Safety is paramount when cooking with cedar planks. Always soak the planks in water for at least 2-3 hours before grilling to prevent them from catching fire. Weighting the planks down in a sink or tub filled with water ensures they are fully submerged and properly saturated. This step is crucial for preventing flare-ups and ensuring even cooking.
Keep a spray bottle of water nearby while grilling in case the plank starts to ignite. Position the plank over indirect heat if possible, or use a lower grill temperature to minimize the risk of burning. Never leave the grill unattended while cooking with cedar planks, and be mindful of the smoke produced, ensuring adequate ventilation to avoid inhaling excessive amounts of smoke.
Can I reuse cedar planks after cooking?
The reusability of cedar planks depends on their condition after cooking. If the plank is only slightly charred and has not completely burned through, it may be reused once or twice. However, heavily charred or cracked planks should be discarded, as they may impart a bitter or burnt flavor to food.
Before reusing a plank, scrub it clean with a stiff brush and hot, soapy water. Rinse thoroughly and allow the plank to dry completely before storing it. Re-soaking the plank before each use is still necessary, even if it has been used before. Keep in mind that each use will further diminish the cedar flavor and increase the risk of the plank burning, so monitor it closely.

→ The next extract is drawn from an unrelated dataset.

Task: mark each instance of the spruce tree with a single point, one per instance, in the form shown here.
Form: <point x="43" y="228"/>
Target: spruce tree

What are some alternatives to cedar plank cooking?
If you are concerned about the safety or availability of appropriate cedar planks, several alternatives can provide similar smoky flavors. Using wood chips, such as hickory, applewood, or mesquite, in a smoker box or aluminum foil packet on the grill can impart a delicious smoky taste to your food. These wood chips are generally considered safe for cooking when used properly.
Liquid smoke is another option for adding smoky flavor to dishes. A few drops of liquid smoke can replicate the taste of wood-smoked food, and it can be easily added to marinades, sauces, or directly onto the food before cooking. These methods offer convenient and safe ways to achieve a smoky flavor without the need for cedar planks.